Her vagina is like Vegas. high traffic and full of glitter.
I went to his work to give him some blankets and ended up blowing him in the bathroom. See what happens when you don't come over?
She told me I had to leave by four. We fucked until six thirty and we are the champions played on the way home. Yeah god knew
the plan is to continue having sex with all three of them until my birthday, and then once they've given me their presents, they can find out about each other.
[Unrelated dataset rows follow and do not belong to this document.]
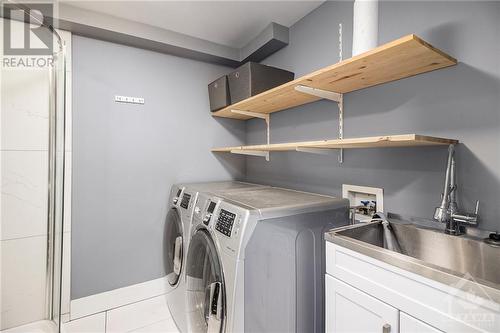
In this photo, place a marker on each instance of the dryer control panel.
(225, 222)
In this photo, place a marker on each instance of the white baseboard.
(89, 305)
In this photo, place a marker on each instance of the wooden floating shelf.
(387, 141)
(402, 58)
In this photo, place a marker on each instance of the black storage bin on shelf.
(218, 93)
(252, 78)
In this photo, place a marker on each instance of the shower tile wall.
(24, 195)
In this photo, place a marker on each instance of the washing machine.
(255, 261)
(183, 198)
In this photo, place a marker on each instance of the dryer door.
(205, 292)
(173, 246)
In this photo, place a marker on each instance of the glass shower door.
(32, 178)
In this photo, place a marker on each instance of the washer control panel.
(210, 212)
(176, 198)
(225, 222)
(186, 197)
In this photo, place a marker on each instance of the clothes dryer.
(255, 261)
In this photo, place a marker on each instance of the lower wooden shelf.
(386, 141)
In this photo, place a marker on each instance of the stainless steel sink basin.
(431, 253)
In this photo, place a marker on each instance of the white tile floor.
(151, 316)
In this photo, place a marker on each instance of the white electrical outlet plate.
(356, 194)
(128, 99)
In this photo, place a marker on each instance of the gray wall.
(126, 157)
(460, 102)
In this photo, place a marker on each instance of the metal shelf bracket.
(251, 153)
(333, 96)
(319, 151)
(267, 119)
(325, 94)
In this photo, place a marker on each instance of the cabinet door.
(351, 310)
(408, 324)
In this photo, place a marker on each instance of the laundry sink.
(424, 251)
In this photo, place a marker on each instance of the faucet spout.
(441, 214)
(448, 212)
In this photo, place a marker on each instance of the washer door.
(205, 285)
(173, 246)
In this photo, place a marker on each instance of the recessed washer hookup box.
(252, 78)
(218, 93)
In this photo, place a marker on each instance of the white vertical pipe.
(365, 26)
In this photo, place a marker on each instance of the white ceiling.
(230, 23)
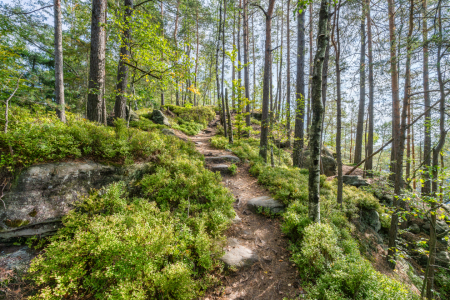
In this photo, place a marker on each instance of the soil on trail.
(273, 276)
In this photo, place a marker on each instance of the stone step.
(237, 255)
(222, 159)
(222, 168)
(266, 202)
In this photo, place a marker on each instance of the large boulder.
(265, 203)
(329, 164)
(159, 118)
(354, 180)
(371, 218)
(43, 194)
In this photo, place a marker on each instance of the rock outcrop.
(43, 194)
(158, 117)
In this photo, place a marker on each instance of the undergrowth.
(326, 254)
(158, 237)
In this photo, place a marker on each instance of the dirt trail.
(273, 276)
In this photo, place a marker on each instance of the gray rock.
(371, 218)
(443, 258)
(328, 162)
(167, 131)
(266, 202)
(222, 168)
(414, 228)
(222, 159)
(237, 219)
(441, 226)
(237, 255)
(159, 118)
(43, 194)
(134, 116)
(354, 180)
(16, 261)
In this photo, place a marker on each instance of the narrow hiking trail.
(268, 273)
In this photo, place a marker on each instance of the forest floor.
(273, 276)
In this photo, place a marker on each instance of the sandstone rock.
(414, 228)
(159, 118)
(237, 219)
(222, 168)
(16, 261)
(237, 255)
(266, 202)
(167, 131)
(222, 159)
(371, 218)
(354, 180)
(443, 259)
(42, 194)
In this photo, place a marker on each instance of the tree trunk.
(337, 48)
(436, 153)
(398, 183)
(246, 75)
(225, 130)
(266, 83)
(317, 106)
(288, 75)
(426, 96)
(59, 75)
(122, 74)
(97, 61)
(394, 85)
(297, 158)
(369, 146)
(362, 90)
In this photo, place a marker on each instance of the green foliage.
(219, 142)
(197, 114)
(188, 127)
(120, 248)
(38, 136)
(233, 169)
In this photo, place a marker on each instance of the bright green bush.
(188, 127)
(38, 136)
(119, 248)
(219, 142)
(198, 114)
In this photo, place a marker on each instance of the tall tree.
(97, 61)
(124, 57)
(398, 183)
(394, 85)
(246, 71)
(300, 92)
(59, 75)
(426, 97)
(317, 107)
(362, 88)
(264, 141)
(337, 49)
(369, 146)
(288, 75)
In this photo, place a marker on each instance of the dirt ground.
(273, 276)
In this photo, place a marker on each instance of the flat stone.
(354, 180)
(237, 219)
(266, 202)
(222, 168)
(222, 159)
(16, 261)
(237, 255)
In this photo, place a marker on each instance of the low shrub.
(121, 248)
(219, 142)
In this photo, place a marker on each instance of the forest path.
(273, 276)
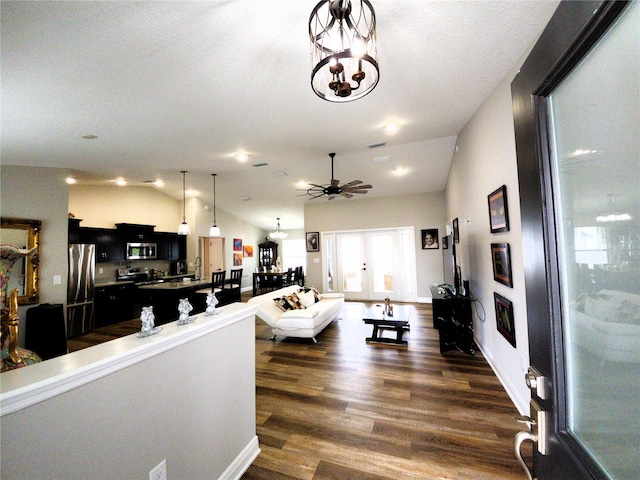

come help me. im curled up in the fetal position on the upper floor of the lib. please bring more caffeine or alcohol
its ok. its hell week the lib is a no judgment zone right now
I made him a flow chart of what to do if I got arrested.
I wanna get freshman fucked up and do shady things on the last Friday of my youth.
She's dipping the chocolate graham crackers in marshmallow vodka for a 'campfire taste'
Its alot like that time you got motorboated by the carni at the rodeo.
Got my parents to pick me up from the party, take me to the bar and buy all my drinks, then drop me off at my booty calls house.
After I came she just held my balls until I fell asleep. It was like adult swaddling. Magical...
I feel like I got hit by a truck. And I vaguely remember getting into an argument with a passive aggressive Ron Burgundy in a onesie- grown man, not a baby- about the pronunciation of New Orleans
God, I missed his penis.
Replacing my paralegal is easy. Replacing my favorite office fuck toy is a totally different story. Damn him for wanting to better himself instead of being my manwhore
I’m good. I learned that a guy ate the mushrooms that were growing out of his toilet, so there’s that.